A cold soft hand fell on Legree’s at this moment. He turned,—it was Cassy’s; but the cold soft touch recalled his dream of the night before, and, flashing through the chambers of his brain, came all the fearful images of the night-watches, with a portion of the horror that accompanied them.
“Will you be a fool?” said Cassy, in French. “Let him go! Let me alone to get him fit to be in the field again. Isn’t it just as I told you?”
They say the alligator, the rhinoceros, though enclosed in bullet-proof mail, have each a spot where they are vulnerable; and fierce, reckless, unbelieving reprobates, have commonly this point in superstitious dread.
Legree turned away, determined to let the point go for the time.
“Well, have it your own way,” he said, doggedly, to Cassy.
“Hark, ye!” he said to Tom; “I won’t deal with ye now, because the business is pressing, and I want all my hands; but I never forget. I’ll score it against ye, and sometime I’ll have my pay out o’ yer old black hide,—mind ye!”
Legree turned, and went out.
“There you go,” said Cassy, looking darkly after him; “your reckoning’s to come, yet!—My poor fellow, how are you?”
“The Lord God hath sent his angel, and shut the lion’s mouth, for this time,” said Tom.
“For this time, to be sure,” said Cassy; “but now you’ve got his ill will upon you, to follow you day in, day out, hanging like a dog on your throat,—sucking your blood, bleeding away your life, drop by drop. I know the man.”

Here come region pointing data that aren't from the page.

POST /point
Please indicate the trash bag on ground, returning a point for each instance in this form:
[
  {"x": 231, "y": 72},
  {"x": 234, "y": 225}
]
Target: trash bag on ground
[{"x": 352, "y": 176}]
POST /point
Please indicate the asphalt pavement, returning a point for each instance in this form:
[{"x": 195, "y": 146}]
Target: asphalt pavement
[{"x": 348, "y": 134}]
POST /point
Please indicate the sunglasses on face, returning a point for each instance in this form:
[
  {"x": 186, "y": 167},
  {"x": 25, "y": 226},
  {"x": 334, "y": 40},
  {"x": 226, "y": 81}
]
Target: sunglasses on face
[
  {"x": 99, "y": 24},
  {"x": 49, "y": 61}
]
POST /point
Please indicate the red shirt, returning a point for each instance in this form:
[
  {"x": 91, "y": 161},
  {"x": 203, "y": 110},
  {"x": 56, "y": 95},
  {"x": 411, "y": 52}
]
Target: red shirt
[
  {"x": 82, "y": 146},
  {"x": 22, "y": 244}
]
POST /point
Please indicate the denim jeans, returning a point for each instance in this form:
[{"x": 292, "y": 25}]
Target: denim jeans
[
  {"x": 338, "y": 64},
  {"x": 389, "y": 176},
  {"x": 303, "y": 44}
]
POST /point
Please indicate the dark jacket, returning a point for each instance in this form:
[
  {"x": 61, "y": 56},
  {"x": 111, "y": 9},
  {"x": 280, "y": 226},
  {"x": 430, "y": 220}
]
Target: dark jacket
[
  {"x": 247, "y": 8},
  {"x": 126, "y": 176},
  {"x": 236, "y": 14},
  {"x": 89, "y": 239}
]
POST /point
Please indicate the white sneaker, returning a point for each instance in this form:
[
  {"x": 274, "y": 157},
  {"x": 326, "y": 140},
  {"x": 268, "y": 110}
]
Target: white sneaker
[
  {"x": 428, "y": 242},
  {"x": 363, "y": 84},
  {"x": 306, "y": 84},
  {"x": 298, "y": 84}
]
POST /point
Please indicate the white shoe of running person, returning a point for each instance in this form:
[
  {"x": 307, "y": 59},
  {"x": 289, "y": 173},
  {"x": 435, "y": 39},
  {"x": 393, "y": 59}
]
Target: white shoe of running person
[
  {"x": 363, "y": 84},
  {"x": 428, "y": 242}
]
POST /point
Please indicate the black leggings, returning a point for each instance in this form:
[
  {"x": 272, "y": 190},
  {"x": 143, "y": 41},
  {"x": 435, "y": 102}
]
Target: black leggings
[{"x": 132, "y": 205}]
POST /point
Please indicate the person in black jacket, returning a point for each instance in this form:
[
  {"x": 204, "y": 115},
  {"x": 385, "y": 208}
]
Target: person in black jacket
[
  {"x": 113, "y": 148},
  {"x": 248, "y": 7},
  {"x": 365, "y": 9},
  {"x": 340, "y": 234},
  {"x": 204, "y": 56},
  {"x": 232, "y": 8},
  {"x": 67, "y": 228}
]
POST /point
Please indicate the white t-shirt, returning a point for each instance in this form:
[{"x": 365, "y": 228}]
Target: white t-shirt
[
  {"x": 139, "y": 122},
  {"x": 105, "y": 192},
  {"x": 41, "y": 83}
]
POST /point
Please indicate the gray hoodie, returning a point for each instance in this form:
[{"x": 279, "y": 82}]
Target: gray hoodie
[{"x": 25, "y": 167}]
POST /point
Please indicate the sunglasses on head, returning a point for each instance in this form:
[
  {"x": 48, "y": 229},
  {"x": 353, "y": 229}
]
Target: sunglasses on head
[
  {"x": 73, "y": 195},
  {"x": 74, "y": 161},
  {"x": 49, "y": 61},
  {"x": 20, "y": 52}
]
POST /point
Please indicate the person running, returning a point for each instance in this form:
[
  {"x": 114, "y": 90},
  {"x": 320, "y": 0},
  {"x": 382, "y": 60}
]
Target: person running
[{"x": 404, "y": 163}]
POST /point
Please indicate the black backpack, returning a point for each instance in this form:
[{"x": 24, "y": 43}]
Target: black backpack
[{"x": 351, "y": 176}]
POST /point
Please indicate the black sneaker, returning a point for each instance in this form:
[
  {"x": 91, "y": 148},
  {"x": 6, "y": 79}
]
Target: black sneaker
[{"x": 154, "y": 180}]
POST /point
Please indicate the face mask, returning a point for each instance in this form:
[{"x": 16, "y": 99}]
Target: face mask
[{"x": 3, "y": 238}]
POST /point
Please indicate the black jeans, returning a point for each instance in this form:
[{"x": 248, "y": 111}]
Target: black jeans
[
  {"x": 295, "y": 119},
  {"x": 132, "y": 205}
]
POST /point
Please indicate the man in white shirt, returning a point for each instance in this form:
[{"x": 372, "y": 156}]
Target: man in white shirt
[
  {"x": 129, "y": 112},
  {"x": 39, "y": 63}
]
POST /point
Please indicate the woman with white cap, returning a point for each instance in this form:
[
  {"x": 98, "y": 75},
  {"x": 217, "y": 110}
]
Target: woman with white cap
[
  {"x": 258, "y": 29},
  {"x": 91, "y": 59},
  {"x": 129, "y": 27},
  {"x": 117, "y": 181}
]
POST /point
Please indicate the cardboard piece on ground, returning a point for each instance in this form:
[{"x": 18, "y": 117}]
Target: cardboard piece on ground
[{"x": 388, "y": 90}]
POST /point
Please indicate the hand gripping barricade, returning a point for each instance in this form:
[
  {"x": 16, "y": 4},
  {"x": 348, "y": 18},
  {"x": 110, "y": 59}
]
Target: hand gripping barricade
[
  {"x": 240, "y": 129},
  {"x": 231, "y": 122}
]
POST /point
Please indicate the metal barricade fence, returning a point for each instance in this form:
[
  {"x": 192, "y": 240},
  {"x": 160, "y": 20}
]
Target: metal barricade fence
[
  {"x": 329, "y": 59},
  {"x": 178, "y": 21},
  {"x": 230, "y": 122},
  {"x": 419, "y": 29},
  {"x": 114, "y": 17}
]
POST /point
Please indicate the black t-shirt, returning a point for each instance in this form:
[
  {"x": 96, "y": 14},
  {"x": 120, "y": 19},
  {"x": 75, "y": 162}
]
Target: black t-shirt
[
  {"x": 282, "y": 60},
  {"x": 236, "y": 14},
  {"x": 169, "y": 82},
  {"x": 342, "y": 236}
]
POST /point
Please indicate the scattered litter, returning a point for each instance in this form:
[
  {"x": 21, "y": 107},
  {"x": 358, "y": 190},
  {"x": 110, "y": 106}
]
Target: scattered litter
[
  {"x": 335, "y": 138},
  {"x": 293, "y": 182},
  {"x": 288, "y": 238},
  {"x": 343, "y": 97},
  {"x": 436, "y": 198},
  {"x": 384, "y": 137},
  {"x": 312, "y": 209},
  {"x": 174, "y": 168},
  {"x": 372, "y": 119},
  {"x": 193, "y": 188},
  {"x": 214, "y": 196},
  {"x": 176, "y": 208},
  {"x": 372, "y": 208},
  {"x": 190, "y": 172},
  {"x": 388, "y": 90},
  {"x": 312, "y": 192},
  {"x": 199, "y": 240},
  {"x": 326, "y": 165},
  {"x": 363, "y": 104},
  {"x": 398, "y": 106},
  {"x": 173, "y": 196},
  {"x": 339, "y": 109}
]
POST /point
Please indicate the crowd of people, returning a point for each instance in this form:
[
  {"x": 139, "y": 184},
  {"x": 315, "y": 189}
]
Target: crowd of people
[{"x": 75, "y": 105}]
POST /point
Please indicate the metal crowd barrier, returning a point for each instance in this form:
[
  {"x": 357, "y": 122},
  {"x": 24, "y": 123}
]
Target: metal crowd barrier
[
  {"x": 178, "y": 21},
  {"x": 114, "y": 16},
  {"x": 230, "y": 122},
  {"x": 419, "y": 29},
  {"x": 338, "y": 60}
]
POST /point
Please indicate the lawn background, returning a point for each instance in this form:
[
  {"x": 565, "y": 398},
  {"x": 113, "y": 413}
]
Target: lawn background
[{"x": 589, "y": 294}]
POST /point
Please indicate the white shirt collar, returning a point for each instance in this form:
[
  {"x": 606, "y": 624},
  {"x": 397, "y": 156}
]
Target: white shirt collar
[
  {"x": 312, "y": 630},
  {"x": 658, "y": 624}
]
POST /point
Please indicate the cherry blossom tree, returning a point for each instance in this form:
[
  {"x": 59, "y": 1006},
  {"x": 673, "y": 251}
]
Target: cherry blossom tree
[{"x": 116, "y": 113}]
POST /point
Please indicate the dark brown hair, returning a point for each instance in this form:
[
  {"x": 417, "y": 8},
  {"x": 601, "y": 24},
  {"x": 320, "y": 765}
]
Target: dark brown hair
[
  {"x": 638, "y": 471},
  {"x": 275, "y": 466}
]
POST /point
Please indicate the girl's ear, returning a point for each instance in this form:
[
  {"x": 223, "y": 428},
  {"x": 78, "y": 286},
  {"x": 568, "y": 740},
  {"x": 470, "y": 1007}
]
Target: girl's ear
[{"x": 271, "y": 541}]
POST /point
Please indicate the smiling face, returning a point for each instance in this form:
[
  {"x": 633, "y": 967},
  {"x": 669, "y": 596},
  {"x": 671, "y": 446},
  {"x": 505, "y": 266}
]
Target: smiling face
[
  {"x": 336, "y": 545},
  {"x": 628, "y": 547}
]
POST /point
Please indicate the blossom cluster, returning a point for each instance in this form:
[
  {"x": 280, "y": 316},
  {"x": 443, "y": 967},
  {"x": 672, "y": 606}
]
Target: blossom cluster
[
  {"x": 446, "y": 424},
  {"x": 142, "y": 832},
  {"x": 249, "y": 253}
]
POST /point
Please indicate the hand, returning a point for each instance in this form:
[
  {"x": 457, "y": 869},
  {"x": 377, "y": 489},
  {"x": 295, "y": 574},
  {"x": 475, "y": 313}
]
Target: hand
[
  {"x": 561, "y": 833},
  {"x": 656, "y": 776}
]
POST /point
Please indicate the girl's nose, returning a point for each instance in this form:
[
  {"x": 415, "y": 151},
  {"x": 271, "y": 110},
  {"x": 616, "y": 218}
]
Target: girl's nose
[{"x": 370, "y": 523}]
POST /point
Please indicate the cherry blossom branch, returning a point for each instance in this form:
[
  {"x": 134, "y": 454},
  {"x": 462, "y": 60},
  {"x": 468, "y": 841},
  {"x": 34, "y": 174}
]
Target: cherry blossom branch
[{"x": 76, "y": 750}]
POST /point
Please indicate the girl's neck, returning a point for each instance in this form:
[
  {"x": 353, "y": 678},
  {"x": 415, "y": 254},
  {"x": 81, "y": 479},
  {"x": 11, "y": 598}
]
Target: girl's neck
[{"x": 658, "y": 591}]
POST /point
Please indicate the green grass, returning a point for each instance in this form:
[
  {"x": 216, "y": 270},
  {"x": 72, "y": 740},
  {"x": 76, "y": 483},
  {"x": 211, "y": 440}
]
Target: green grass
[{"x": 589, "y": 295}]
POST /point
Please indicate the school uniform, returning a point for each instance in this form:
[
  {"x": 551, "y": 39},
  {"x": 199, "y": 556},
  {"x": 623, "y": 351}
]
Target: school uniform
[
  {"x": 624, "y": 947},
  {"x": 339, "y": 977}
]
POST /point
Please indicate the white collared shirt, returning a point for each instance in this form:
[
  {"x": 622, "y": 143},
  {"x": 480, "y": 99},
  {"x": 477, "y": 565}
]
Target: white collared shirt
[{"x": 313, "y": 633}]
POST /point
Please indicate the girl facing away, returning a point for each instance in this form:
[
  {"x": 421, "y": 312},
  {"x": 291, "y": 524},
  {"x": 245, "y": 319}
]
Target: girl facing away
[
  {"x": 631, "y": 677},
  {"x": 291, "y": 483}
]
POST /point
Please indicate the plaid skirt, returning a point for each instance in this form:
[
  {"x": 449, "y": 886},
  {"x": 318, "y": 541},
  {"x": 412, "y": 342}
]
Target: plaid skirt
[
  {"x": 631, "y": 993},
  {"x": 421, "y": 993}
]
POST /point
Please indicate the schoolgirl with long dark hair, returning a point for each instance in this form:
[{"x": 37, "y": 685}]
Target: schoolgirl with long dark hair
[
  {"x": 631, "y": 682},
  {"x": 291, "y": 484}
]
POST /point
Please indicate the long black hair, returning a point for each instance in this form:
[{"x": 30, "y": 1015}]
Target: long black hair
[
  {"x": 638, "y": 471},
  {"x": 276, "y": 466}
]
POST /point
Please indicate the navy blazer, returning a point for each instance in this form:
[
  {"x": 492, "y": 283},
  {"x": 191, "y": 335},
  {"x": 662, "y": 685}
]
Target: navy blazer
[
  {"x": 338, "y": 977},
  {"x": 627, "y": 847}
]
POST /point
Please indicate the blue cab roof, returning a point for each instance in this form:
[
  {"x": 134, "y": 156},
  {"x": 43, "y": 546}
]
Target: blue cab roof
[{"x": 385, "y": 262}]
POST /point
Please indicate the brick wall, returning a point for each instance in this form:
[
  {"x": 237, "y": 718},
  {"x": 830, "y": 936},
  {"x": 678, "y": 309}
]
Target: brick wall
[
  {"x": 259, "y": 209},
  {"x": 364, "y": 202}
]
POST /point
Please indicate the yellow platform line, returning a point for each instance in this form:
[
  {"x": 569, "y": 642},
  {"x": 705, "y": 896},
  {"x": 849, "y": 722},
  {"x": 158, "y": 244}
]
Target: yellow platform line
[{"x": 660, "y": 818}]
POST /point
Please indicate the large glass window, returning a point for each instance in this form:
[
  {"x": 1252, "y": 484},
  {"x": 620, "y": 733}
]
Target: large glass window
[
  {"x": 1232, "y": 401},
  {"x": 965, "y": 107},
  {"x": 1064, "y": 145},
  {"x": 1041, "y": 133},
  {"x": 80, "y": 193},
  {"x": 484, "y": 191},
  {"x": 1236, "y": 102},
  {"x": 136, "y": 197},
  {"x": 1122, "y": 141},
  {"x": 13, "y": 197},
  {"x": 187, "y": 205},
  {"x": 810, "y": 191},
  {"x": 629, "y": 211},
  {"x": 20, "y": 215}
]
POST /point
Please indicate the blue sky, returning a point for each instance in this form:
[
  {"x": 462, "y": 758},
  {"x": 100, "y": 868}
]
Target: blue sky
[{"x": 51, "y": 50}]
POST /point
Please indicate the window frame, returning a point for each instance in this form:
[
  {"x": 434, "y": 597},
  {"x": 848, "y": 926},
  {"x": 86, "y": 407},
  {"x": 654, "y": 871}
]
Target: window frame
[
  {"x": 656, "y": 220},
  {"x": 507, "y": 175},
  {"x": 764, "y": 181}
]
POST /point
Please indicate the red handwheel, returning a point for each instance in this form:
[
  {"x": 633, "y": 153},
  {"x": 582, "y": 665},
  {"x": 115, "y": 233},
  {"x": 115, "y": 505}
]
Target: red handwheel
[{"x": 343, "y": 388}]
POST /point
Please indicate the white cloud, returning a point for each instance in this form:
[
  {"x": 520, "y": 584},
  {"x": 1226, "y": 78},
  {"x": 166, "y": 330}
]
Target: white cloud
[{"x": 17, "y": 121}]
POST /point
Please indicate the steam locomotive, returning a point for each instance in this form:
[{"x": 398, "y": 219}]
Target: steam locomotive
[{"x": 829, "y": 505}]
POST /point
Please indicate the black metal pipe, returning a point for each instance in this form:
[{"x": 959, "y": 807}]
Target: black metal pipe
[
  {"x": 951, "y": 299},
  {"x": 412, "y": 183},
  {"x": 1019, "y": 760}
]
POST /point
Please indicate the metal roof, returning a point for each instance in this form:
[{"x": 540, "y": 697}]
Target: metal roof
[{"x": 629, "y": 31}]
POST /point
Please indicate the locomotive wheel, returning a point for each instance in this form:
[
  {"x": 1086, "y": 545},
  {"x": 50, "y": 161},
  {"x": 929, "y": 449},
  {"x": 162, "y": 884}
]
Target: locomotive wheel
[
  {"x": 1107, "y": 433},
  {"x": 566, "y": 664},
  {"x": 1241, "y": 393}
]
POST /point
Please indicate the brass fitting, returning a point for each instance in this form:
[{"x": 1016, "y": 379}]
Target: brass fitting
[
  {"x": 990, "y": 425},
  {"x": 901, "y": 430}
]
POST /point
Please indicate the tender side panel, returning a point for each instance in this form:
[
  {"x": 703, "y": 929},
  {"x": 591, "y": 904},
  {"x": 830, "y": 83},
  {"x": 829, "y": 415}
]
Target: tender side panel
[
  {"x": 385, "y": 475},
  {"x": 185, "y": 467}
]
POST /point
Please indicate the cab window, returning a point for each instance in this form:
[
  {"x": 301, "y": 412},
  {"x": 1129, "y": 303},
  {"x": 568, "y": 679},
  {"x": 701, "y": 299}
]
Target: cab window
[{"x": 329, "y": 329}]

“No matter with what solemnities he may have been devoted upon the altar of slavery, the moment he touches the sacred soil of Britain, the altar and the God sink together in the dust, and he stands redeemed, regenerated, and disenthralled, by the irresistible genius of universal emancipation.” CURRAN.*
* John Philpot Curran
(1750-1817), Irish orator and judge
who worked for Catholic emancipation.
A while we must leave Tom in the hands of his persecutors, while we turn to pursue the fortunes of George and his wife, whom we left in friendly hands, in a farmhouse on the road-side.